But maybe this could actually turn out to be great positive for the industry. In recent years every manufacturer has chased the 360 degree deals that Nike started. Clubs, apparel, ball, bag, footwear. With corporate bags players could use more mixed sets of equipment. It will help smaller brands get a chance for tour players to us their equipment like the old days.
In the past brands like Adams and Orlimar, grew from nothing to market leaders in a short space of time. Who is to say this isn’t what will happen now? Ben Hogan are making some of the best blades we have ever hit, but they aren’t able to pay any players at the moment. If golfers aren’t so worried about being paid to use clubs, we might start seeing these on tour.
Russell Knox won the Travelers Championship with a SeeMore putter.
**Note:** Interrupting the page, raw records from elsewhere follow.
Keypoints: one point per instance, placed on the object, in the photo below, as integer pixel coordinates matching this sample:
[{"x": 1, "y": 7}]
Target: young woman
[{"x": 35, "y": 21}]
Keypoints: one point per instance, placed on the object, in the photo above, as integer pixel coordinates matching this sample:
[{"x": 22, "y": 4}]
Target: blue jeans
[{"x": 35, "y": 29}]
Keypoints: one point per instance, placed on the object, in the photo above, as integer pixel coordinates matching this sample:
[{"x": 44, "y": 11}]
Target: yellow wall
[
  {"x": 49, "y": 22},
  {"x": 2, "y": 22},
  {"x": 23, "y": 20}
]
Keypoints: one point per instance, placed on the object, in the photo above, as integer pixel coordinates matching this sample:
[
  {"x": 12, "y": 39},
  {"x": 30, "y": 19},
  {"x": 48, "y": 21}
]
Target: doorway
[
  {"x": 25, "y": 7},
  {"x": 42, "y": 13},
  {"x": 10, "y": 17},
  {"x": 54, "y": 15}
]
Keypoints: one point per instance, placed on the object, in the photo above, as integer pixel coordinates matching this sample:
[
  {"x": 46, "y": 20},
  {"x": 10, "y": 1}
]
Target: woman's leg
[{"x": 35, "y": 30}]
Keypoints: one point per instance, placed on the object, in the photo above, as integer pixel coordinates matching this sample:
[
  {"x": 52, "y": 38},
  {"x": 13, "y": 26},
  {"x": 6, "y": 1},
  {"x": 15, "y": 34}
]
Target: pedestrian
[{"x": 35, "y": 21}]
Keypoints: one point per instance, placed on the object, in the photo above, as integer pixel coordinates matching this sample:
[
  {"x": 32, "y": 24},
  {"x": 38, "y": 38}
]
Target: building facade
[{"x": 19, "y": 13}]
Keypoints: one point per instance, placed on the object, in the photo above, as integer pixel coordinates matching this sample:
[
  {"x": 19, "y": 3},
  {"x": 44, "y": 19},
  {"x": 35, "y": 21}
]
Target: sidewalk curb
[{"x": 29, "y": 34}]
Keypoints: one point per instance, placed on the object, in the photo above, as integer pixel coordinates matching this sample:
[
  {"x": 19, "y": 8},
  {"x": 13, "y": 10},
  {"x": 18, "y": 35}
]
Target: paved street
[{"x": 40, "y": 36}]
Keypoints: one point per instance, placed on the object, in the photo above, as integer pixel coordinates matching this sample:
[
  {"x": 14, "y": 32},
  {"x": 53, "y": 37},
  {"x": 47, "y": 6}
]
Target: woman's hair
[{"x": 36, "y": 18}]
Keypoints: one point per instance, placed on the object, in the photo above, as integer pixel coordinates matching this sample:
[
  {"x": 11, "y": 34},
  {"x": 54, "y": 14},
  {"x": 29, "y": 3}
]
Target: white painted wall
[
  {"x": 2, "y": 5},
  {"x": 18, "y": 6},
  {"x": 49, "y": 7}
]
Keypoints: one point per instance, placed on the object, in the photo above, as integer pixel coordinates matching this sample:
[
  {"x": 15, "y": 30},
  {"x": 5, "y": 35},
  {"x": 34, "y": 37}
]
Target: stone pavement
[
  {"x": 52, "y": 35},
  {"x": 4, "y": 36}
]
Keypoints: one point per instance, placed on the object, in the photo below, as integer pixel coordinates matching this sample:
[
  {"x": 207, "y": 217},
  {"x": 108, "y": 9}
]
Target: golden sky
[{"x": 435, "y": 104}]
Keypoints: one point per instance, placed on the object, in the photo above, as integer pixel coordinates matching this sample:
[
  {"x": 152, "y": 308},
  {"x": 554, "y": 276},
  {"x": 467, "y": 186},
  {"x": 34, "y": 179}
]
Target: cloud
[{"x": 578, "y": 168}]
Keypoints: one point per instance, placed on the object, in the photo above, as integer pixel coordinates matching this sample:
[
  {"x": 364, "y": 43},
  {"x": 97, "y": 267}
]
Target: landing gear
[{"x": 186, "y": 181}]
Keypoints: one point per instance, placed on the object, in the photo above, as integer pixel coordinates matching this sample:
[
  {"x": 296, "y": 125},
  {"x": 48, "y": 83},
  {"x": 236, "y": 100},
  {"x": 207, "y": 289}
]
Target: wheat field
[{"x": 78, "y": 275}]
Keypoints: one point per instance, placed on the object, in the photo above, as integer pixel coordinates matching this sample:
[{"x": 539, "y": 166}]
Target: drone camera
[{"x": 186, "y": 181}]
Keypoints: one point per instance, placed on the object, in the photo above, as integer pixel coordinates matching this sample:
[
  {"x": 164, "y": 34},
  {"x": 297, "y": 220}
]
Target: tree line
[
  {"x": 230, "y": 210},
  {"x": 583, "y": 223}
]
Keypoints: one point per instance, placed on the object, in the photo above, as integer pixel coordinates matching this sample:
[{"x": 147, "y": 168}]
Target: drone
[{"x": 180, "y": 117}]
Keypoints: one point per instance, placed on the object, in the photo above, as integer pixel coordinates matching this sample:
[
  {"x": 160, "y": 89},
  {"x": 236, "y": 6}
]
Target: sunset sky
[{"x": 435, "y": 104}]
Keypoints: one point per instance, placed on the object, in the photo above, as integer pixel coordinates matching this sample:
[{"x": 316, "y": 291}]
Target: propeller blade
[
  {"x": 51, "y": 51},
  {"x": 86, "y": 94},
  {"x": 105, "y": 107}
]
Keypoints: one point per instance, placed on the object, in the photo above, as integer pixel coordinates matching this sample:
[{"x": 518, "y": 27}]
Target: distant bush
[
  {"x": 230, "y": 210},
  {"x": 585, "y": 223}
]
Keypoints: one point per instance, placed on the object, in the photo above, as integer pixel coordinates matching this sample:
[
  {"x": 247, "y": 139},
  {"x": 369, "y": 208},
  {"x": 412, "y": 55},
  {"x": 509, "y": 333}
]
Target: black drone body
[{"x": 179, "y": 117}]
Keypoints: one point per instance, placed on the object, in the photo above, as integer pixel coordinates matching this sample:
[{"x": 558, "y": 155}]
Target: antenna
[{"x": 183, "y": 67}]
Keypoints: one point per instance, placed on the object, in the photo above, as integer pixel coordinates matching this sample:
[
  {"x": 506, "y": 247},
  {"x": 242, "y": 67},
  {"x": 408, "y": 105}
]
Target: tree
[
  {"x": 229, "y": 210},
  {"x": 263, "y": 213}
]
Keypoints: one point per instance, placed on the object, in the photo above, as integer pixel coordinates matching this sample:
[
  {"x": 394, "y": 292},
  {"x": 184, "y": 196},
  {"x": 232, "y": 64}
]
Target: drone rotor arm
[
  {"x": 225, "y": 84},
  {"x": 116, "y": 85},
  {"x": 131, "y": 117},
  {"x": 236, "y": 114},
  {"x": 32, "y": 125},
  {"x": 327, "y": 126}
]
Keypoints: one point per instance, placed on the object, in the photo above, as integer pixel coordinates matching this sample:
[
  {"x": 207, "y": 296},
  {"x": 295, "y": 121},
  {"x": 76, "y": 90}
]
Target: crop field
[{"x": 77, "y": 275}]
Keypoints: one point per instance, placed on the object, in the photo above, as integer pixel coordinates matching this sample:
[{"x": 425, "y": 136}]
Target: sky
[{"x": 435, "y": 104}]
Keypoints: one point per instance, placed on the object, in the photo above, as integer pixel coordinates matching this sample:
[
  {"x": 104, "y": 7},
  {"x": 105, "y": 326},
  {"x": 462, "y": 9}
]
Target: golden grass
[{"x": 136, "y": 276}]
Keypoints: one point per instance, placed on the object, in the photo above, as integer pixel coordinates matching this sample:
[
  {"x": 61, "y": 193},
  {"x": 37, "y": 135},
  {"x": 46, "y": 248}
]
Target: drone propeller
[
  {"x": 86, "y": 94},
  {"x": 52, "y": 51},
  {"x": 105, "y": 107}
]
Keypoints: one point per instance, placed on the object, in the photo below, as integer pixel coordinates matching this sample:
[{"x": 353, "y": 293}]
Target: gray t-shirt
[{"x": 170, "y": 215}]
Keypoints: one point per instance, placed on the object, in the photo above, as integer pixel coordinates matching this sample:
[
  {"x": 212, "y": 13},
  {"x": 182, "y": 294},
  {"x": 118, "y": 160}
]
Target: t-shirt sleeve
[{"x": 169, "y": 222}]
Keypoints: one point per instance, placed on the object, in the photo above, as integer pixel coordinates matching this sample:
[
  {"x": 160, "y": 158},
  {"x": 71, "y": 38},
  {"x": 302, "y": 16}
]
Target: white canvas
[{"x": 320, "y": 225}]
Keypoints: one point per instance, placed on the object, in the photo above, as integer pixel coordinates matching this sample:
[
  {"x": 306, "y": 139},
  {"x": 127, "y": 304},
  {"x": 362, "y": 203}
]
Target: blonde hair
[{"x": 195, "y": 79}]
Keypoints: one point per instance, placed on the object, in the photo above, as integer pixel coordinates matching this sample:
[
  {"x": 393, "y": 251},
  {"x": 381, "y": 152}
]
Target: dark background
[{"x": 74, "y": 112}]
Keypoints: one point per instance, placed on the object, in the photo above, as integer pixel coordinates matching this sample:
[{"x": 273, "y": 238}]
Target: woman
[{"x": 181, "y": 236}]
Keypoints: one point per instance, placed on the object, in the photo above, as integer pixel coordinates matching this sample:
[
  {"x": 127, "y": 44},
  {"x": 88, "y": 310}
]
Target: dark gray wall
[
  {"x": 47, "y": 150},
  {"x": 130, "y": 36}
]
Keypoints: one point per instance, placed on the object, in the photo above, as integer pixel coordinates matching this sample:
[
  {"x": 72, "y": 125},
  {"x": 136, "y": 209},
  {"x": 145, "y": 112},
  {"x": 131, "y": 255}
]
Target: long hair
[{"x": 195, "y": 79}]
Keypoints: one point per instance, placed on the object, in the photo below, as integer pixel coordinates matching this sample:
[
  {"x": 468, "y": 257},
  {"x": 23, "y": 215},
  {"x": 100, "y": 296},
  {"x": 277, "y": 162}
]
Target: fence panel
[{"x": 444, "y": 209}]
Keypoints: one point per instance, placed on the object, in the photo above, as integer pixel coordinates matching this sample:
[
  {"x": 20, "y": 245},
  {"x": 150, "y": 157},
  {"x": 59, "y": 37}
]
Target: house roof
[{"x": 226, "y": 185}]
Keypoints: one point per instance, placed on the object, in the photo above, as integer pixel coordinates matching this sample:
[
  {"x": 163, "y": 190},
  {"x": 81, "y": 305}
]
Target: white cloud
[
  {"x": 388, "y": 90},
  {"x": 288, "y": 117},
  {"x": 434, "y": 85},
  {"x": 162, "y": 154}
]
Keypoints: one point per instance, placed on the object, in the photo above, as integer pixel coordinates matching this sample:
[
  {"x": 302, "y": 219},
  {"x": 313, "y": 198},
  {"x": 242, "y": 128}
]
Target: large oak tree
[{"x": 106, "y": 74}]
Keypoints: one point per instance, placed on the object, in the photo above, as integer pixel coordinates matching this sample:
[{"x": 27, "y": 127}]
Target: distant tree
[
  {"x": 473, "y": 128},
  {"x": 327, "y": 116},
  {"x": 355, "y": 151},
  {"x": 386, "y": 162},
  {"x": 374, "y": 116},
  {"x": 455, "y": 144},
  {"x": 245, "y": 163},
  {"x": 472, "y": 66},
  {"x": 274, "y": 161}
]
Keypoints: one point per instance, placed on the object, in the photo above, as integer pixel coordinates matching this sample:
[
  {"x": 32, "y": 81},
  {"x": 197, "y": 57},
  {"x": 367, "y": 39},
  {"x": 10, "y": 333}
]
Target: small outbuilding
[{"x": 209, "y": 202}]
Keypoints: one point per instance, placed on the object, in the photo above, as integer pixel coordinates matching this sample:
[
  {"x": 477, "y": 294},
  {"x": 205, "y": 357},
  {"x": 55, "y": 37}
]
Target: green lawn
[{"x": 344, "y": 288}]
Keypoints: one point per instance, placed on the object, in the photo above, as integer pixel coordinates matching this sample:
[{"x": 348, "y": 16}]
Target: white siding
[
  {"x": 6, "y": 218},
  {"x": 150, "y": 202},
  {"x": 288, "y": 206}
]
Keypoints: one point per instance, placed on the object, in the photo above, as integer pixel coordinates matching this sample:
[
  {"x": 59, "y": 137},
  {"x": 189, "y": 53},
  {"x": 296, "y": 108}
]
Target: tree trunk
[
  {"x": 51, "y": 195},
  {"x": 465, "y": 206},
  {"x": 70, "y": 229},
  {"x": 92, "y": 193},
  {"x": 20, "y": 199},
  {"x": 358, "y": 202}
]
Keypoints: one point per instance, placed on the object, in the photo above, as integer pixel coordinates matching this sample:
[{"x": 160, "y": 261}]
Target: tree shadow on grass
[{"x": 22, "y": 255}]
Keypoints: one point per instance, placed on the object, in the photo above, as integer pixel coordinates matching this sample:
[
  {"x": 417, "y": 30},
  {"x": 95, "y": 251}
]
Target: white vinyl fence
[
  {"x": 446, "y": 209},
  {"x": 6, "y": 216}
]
With less pressure to use a complete set of sticks from one manufacturer, we could see the rise of the putter specialists again. Odyssey, Yes!, Never Compromise, all got significant play in the past as independent brands. This could be the chance for EVNRoll, Bettinardi, and Happy Putters to make in roads into the market.
Golf is in a state of flux, and in many ways the post-Tiger era could look much like the pre Tiger era. Tiger Woods and Nike made golf into big business. But players like Tiger don’t appear very often. Maybe this is just the start of golf just being golf again.